Chapter 2: The Enlightenment & the Scientific Revolution: “Upping the Ante: Game-Changers”
The Protestant Reformation was certainly damaging to the Roman Catholic Church’s influence on Europe. However, that was just the beginning of the intense individual questioning of Middle Ages society—the questioning that Renaissance humanism demanded. By raising the bar so high, the “Renaissance men” in effect laid down the challenge for every future generation to do better than the last.
The next generations after the Renaissance, and the next huge philosophical movement, would do just that.

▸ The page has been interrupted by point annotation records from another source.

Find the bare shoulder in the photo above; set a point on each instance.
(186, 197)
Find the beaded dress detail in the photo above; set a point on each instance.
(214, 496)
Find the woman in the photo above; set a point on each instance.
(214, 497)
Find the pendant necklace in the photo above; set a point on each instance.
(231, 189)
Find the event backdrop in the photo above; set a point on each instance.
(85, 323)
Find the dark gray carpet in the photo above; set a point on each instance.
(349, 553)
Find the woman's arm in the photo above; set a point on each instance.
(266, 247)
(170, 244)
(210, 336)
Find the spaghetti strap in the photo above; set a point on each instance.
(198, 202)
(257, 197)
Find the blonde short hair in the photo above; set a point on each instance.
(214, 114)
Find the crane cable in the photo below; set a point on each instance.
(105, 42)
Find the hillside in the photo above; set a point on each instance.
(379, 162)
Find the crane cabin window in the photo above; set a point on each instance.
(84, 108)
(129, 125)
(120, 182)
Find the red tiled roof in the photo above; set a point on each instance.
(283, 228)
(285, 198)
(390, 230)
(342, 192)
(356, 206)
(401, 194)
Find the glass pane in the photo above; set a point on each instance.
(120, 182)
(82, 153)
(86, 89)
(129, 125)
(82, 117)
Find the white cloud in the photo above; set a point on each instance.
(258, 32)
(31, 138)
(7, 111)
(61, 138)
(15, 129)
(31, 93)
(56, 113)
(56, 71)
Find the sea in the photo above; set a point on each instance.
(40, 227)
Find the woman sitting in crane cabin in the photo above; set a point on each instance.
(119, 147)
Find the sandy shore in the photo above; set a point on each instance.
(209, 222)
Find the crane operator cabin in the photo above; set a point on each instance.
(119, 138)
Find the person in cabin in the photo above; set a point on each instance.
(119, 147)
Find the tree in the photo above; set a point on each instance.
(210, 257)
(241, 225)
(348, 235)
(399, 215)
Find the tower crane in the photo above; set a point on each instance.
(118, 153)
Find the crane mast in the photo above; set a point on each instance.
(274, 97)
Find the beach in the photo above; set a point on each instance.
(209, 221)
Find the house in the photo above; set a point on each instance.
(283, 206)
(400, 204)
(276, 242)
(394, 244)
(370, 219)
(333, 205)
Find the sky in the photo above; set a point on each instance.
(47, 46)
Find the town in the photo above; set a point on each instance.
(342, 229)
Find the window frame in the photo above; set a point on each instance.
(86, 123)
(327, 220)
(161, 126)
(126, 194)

If the “Dark Ages” were an age of ignorance and complete spiritual focus, the Enlightenment brought human focus back down firmly to the ground and attempted to precisely define not just humanity, but the entire universe.
The Enlightenment is often called “The Age of Reason.” Understanding the concept of Reason is necessary to see how the Western world changed in the 17th-18th centuries and beyond. Everyone has reasons for doing what they do: “I am dating So-and-So” because “s/he is ______.” “I didn’t eat chocolate cake today” because “_________.” Even the most disobedient acts have reasons: “I threw a rock at that window” because “I felt like it.”
The distinction between these reasons and Reason (with a capital “R”) is that the concept of Reason proposed that the human mind—by itself, without any other authority or power—had the potential of figuring out the reasons for just about anything. Once the reasons were figured out, the whole system could be better understood and then, in most cases, improved. So Reason was tied in closely with another belief: the belief in Progress. The Renaissance era slogan, “We can always do better,” became the same as “We can always know more.” With knowledge unlocked with Reason, European societies thought that individuals could create the “perfect formula” for describing the world, the universe, and the ideal society.